Una ley, por su propia naturaleza, es exequible. Y se dice que la ley es considerada exequible cuando su contenido se ajusta a la Constitución Política del Estado. El término, en la interpretación jurídica a contrario sensu, se contrapone a su antónimo de inexequible que ocurrirá cuando la ley no se ajuste al contenido expreso de la Carta Política y, por lo tanto, no pueda ser válidamente exigida en su cumplimiento.

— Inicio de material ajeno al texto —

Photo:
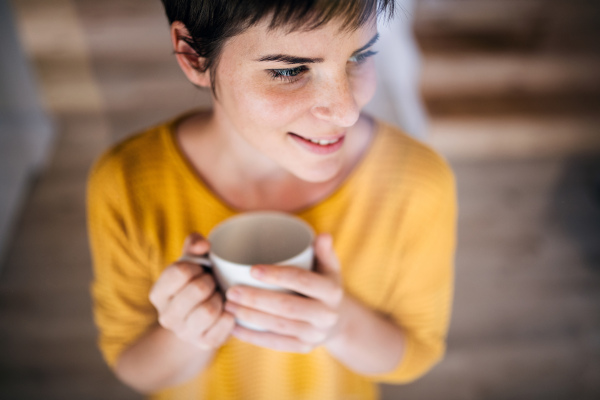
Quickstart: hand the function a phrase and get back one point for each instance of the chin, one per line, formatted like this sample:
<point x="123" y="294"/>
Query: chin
<point x="318" y="175"/>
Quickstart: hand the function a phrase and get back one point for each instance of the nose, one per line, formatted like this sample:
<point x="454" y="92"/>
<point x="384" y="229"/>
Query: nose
<point x="334" y="102"/>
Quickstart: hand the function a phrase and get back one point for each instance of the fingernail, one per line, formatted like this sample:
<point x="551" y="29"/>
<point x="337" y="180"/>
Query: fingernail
<point x="257" y="271"/>
<point x="234" y="294"/>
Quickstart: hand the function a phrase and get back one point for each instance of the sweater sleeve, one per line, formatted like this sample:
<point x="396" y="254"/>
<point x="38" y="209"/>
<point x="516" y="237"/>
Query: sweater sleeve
<point x="420" y="299"/>
<point x="122" y="310"/>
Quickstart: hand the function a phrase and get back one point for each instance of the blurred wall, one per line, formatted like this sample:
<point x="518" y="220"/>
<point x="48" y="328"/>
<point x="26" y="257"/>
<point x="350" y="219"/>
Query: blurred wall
<point x="25" y="130"/>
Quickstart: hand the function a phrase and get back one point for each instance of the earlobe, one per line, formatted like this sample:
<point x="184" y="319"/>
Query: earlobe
<point x="188" y="60"/>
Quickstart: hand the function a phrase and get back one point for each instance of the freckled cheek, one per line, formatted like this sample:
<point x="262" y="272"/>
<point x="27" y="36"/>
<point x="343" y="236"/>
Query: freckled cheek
<point x="272" y="107"/>
<point x="365" y="85"/>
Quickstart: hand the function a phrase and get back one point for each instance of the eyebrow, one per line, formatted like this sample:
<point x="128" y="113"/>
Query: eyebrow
<point x="306" y="60"/>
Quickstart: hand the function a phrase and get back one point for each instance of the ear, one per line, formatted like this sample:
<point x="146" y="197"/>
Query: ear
<point x="188" y="61"/>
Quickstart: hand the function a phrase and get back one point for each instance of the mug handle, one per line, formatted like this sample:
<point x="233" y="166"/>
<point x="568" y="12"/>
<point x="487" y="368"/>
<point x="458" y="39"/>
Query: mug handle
<point x="202" y="260"/>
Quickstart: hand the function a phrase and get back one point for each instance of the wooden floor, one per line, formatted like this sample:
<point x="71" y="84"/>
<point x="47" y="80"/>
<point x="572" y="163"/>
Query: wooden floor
<point x="523" y="144"/>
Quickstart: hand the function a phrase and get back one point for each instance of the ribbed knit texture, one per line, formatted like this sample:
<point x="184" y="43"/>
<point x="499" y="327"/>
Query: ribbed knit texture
<point x="393" y="224"/>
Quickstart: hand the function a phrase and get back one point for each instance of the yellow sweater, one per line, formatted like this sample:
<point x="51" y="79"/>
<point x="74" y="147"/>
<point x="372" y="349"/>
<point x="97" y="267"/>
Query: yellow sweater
<point x="393" y="224"/>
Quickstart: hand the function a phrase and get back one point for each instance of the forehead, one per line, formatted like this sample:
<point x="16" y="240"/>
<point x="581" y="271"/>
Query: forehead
<point x="328" y="39"/>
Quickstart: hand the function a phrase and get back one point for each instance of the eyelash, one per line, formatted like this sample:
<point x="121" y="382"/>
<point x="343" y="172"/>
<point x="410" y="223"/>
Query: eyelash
<point x="292" y="74"/>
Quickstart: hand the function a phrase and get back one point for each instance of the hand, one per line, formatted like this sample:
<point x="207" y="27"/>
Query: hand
<point x="187" y="302"/>
<point x="294" y="323"/>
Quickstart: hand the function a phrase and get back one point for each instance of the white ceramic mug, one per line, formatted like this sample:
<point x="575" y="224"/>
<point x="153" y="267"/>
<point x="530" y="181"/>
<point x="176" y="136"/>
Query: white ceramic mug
<point x="261" y="237"/>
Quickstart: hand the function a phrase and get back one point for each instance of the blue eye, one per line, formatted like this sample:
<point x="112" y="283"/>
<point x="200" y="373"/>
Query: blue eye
<point x="362" y="57"/>
<point x="288" y="74"/>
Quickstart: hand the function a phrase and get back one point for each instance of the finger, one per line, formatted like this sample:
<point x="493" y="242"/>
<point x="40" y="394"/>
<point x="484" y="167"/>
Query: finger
<point x="287" y="305"/>
<point x="271" y="340"/>
<point x="187" y="299"/>
<point x="303" y="331"/>
<point x="204" y="316"/>
<point x="327" y="261"/>
<point x="171" y="281"/>
<point x="217" y="334"/>
<point x="196" y="244"/>
<point x="308" y="283"/>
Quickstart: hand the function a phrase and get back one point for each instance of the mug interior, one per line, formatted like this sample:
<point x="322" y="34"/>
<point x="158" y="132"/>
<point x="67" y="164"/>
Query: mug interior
<point x="260" y="238"/>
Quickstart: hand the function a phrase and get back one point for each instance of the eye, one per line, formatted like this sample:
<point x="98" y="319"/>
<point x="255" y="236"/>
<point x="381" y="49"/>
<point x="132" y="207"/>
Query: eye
<point x="362" y="57"/>
<point x="288" y="74"/>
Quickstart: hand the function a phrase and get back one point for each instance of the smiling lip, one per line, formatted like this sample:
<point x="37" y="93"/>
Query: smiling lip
<point x="323" y="145"/>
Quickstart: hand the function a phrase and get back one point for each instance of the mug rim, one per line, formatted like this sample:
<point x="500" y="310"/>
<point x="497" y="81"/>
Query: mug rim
<point x="258" y="214"/>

Una norma jurídica, explicaba James Goldschmidt en su teoría trilógica, siempre contiene tres elementos: un supuesto de hecho normativo (fattispecie), un valor (axiológico) y una sanción (coertio). El supuesto de hecho no es otra cosa que una representación de la realidad que el legislador hace en el imaginario de su descripción normativa: no matar a otra persona, es decir, no ocasionarle la muerte intencionalmente. No depredar el medio ambiente. Cumplir con los contratos. Ser buenos padres de familia en la crianza apropiada de los hijos y entre la relación de ambos cónyuges, etc. Son descripciones normativas detalladas en abstracto que necesariamente deben calzar con la realidad para que la norma tenga vigencia, efectividad y hacerse concretas y tangibles. Para ser concretizadas, dicen los alemanes.

Si, por ejemplo, una ley del Congreso estatuyese por rabiosa unanimidad que el embajador de los EEUU estuviese obligado en el término perentorio de tres días, a través de la Cancillería del Perú, a darle cupo a todos los interesados en el próximo viaje del transbordador de la Nasa hacia Marte, esa norma absurda carecería de eficacia alguna ya que su supuesto de hecho estaría tan alejado de la realidad (en verdad irreal, una irrealidad) que sería de imposible cumplimiento.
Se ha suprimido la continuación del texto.